As you can imagine my cheecks have flushed in a rush of sadness and anger. Without a word I place my things back in my bag and the assistant comes to me and says, "Dont worry, just come back tomorrow with the passport and I will put you at the front of the line." in true South American feminine feeble quality.
What can I do? I gave her a warm smile as she handed me my paperwork from his desk and I asked her to walk out with me avoiding all eye contact with the governemtn official whose little head I just wanted to squeeze off.
When we got outside the door I wispered to her,
"Is he working tomorrow?"
"No, dear."
"the young woman that is usually here will be back tomorrow?"

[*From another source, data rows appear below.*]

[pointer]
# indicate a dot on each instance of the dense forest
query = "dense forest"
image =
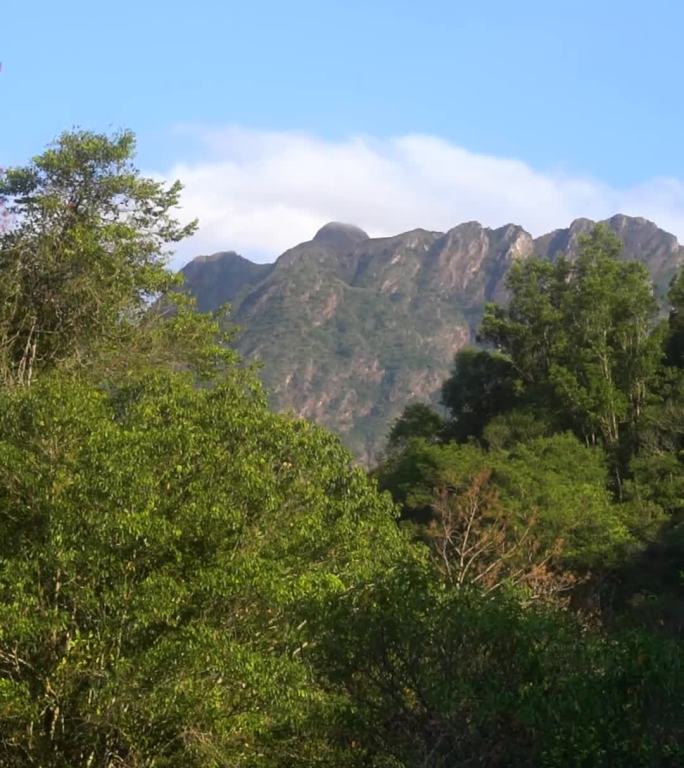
(189, 579)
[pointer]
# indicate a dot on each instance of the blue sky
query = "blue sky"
(583, 92)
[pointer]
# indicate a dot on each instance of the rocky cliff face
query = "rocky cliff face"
(350, 328)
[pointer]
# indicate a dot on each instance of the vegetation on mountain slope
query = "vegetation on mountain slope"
(189, 579)
(350, 329)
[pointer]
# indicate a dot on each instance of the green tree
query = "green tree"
(584, 333)
(159, 544)
(84, 253)
(417, 420)
(482, 385)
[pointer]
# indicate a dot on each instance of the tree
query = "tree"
(417, 420)
(482, 385)
(160, 547)
(83, 254)
(584, 334)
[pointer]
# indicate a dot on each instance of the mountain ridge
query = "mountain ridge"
(349, 328)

"Yes, ma'am" she smiles and winks
"Thank you, see you tomorrow."
It is conversations like this that take it all out of me. Everything I have. Like a vacuum my lungs shrink into nothingness and I have to concentrate on keeping my heartbeat strong and reoccurring.
This is a perfect example of my biggest challenges in Peru
The Peruvian Government
Machismo
the weak female
The introduction: The beurocracy and the lack of logic that exists in the Peruvian governmental system is beyond frustrating for anyone, let alone someone accustomed to proficciency.
The climax: Not only did the man think it was ok to yell at me when I had logic to trump the decision he had made to reject my passport copy, but he tells me I don't respect his country. How, could anyone think that I don't respect this country? I talk like you, live like you, dress like you. You probably want me to get skin grafts, die my hair, and grow it out long to braid.
The cherry finale on top of this cake: The women who know me didn't stand up for me to him, instead, they play the South American mother nurture card and help me manage his immaturity and self-righteousness. How can women ever get respect here if they think that this is just the way that men are and there isn't any way to change that? How can I teach my girls to stand up for themselves when their mothers won't stand up for them, and it puts them in such a dangerous position?
And what did I do? I walked away. I am a representative of the United States, and my superiors require that I not react to such situations. They want me acculturated and working on more simple scales. They want better relations with the Peruvian government, they don't want me attacking it.
I leave the post office about to explode and all I want to do is call my boyfriend and whine to him so that he can tell me the guy is a creep and I am awesome. But, of course, in typical Peruvian style, the Telefonica phone lines are down. I am trapped in my own head, alone. I can't even call another volunteer to attempt to heal myself with camaraderie.
Why have I done this to myself? Why didn't I just appreciate the fact that I was born into a country that protects me from such emotionally toling situations? Why do I feel I owe something to the world?
Now, how do I let this go? How to I release these huge frustrations and return to my optimistic self? As these experiences continue to pile on top of each other my lungs become more and more weak and it is harder to talk other people into working with me towards, "good".
Perhaps this is just a bitter vitamin that will nourish me tomorrow.